Engineering Stable Protein Nanosheets for In Vivo Applications

Protein nanosheets (pNS) are two-dimensional, self-assembling protein biomaterials with a thickness less than 100 nm. These pNS are made in an aqueous environment under end-over-end rotation using two fusion proteins, a hydrophobic elastin-like protein (ELP) fused between two arginine-rich zippers (Z_R) and a hydrophilic functional globular protein attached to a leucine-rich zipper (Z_E). The mechanism behind the assembly of these pNS is the hydrophobic interaction between the ELPs and the alignment of the hydrophobic and hydrophilic moieties in the assembled structure along the continually expanding and contracting air-water interface due end-to-end rotation. Since the ultimate goal is to use these pNS as scaffolds for surface display of therapeutic proteins for in vivo studies, assessing the stability of the pNS are vital in this respect.

With this in mind, the motivation for this research was engineering the pNS with ELP variants of different lengths and hydrophobicity to determine how they affect the stability of pNS in human pooled serum (HPS). Six different ELP variants were tested: Z_R-ELP, Z_R-ELP₃₅, ZR-ELP₅₀, I₅-Z_R-ELP, Y₅-Z_R-ELP. The more hydrophobic ELPs (I₅ and Y₅) were hypothesized to result in greater hydrophobic interactions between ELPs, the longer ELPs (ELP₃₅ and ELP₅₀) were theorized to maximize inter-ELP interactions, and the removal of one ZR was thought to increase ELP interactions at the air-water interface by reducing steric hinderance.

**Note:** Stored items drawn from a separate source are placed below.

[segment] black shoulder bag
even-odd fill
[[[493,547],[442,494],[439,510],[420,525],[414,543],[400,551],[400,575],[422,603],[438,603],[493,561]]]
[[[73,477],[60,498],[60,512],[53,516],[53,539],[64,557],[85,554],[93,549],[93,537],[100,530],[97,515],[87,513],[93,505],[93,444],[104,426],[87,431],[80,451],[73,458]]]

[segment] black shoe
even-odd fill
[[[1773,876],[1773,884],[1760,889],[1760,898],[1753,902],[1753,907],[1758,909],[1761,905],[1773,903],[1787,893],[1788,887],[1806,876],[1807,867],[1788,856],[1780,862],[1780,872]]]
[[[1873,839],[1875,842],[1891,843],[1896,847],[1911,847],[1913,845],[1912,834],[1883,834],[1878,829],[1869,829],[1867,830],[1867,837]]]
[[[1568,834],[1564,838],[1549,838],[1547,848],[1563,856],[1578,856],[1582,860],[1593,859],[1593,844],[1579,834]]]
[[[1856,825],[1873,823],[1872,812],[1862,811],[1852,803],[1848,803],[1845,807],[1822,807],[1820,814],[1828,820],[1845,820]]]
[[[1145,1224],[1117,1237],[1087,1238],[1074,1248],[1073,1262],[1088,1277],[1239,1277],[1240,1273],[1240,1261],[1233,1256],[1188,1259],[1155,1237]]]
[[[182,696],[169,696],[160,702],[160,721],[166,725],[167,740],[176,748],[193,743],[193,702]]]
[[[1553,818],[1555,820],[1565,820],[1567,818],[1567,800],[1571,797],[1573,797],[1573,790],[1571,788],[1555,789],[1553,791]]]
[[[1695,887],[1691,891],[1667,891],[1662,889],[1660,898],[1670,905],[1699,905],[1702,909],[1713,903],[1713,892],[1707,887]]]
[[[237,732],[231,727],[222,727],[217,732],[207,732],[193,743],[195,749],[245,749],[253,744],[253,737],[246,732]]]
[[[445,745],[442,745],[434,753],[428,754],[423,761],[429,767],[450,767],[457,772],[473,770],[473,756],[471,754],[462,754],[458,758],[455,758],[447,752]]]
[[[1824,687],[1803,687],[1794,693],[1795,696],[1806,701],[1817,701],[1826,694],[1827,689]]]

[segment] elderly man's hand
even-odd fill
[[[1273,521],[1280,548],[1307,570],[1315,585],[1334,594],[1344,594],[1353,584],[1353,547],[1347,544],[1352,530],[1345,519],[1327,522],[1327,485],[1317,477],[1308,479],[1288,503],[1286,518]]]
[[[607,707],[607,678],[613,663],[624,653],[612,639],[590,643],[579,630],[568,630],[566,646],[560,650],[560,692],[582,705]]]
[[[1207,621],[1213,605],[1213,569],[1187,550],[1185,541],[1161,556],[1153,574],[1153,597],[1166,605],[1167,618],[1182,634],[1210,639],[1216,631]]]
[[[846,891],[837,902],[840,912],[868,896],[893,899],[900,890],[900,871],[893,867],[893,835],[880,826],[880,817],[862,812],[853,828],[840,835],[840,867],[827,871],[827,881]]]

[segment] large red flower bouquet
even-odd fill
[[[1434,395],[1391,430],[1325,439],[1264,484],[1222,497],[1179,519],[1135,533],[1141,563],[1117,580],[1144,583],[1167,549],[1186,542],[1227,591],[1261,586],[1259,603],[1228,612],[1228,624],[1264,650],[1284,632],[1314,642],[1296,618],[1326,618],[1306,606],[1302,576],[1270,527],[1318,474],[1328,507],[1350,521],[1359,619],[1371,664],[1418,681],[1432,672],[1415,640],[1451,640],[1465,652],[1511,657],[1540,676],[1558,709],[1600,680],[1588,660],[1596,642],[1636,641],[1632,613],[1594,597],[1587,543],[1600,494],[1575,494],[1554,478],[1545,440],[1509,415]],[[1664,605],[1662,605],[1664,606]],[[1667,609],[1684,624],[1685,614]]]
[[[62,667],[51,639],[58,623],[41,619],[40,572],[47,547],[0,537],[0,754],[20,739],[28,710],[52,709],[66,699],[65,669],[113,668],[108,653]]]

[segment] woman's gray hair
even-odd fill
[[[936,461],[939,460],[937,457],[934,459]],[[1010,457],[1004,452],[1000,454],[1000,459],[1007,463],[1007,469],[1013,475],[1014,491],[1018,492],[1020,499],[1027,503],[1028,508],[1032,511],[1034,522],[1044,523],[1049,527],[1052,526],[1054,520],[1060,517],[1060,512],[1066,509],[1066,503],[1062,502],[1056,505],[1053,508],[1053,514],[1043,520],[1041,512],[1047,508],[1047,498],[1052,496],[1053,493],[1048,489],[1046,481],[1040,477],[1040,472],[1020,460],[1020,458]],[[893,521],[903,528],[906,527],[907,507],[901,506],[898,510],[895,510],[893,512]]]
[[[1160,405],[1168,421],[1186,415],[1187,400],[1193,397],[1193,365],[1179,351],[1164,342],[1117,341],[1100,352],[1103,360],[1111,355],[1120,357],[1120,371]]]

All pNS were made with a Z_E/Z_R ratio of 1 where the globular protein utilized was green fluorescent protein, sfGFP. Notably, for all hybrid pNS 80% of all ELP population were contributed by Z_R-ELP-Z_R and the remaining 20% by the ELP variants of interest. An initial week-long stability test was conducted on the five hybrid pNS and two pure pNS (Z_R-ELP-Z_R and Z_R-ELP respectively) where they were added to HPS and stored at 37℃. Flow cytometry was run at predetermined time intervals. The forward-scattering was observed to establish the size of pNS after incubation with HPS. The side-scattering did not indicate much variability meaning the pNS were being oriented consistently without altering their configurations or crumpling. The hybrid pNS using Z_R-ELP-Z_R and Z_R-ELP was determined to be the most stable as it was the only sample that maintained a fairly constant size and concentration over the duration.

A subsequent week-long stability test was run to determine if the ratio of Z_R contributors made a difference on the stability of these hybrid pNS. Samples where Z_R-ELP contributed 20%, 50%, and 80% of the Z_R population (with the requisite from Z_R-ELP-Z_R) were incubated with HPS. Irrespective of the ratio, the pNS remained stable for five days after which point they appear to disassociate since the mean forward scattering decreases.

Future scope of this research includes substituting a different fluorescent protein in place of sfGFP and varying the ZR contributors after doing so. Upon determining which configuration of hybrid pNS is most stable, the functional protein can be substituted for a biologically active or specific ligand and ultimately be used as active cell engagers.